Islamabad, Apr 21 (UNI) Pakistan today successfully conducted the first training launch of nuclear-capable long range Hatf VI (Shaheen-II) ballistic missile, the military said, ''The launch was conducted by the Army Strategic Force Command, which marked the culmination of a field training exercise,'' the military said in a statement after the test fire.
''It validated the operational readiness of a strategic missile group equipped with Shaheen-II missile,'' the statement added.
Shaheen-II is Pakistan's longest range ballistic missile system with a range of 2000 Km.

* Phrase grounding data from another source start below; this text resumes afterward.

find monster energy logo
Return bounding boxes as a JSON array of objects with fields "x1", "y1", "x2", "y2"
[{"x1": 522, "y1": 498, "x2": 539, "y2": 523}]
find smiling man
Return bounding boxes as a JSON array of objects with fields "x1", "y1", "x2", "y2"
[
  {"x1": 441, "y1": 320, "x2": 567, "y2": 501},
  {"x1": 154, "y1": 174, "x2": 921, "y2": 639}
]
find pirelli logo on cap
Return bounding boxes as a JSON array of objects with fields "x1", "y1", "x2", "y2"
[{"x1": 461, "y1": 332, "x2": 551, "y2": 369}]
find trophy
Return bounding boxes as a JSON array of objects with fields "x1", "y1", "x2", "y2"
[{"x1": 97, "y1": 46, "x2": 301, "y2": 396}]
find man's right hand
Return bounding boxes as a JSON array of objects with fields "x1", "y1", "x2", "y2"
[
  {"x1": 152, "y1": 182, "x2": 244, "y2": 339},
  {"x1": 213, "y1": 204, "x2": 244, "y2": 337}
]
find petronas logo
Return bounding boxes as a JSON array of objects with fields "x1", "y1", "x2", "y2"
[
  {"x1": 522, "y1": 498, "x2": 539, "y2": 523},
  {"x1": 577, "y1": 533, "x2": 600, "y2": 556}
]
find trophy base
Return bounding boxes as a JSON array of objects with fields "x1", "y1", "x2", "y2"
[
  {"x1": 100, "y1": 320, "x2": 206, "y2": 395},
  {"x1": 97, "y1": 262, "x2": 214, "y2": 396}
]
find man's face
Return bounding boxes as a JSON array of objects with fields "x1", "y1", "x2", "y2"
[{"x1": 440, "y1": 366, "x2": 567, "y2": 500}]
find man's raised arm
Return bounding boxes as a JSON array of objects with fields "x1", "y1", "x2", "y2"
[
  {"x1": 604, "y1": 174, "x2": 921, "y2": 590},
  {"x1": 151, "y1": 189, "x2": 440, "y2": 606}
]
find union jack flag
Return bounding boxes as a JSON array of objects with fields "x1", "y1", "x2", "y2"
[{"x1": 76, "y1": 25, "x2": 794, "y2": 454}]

It is a two stage solid fuel missile, which can carry both conventional and nuclear warheads.
This was the second test in the last two days of the same missile.
Chief of Naval Staff Admiral Muhammad Afzal Tahir and a large number of senior military officers, scientists and engineers of strategic organisations witnessed the launch.
Admiral Tahir congratulated all ranks of the Army Strategic Forces on the high standards achieved during training, which was reflected in the successful launch and accuracy of the missile at the target.
He said Pakistan could be justifiably proud of its defence capability and the reliability of its nuclear deterrence.
The naval chief lauded efforts of all personnel, civilian and military, whose dedication and professionalism had made it possible for Pakistan to fully consolidate and operationalise its nuclear capability.
The capability, he further added formed the bedrock of Pakistan's security policy and would continue to be enhanced.
Pakistan formally kicked off its medium-range missile programme in April 1998, with the first successful test flight of Gauri-I missile followed by similar tests in the coming years involving the nuclear capable Gauri, Shaheen, Ghaznavi and Abdali missile systems.
HATF-3 (Ghaznavi), HATF-5 (Ghauri), HATF-4 (Shaheen-1) have already been handed over to Pakistan Army's Strategic Force Command.
Pakistan's inventory of missiles also include Ground Launched Cruise Missile, Babur, which has a range of 700 kilometers.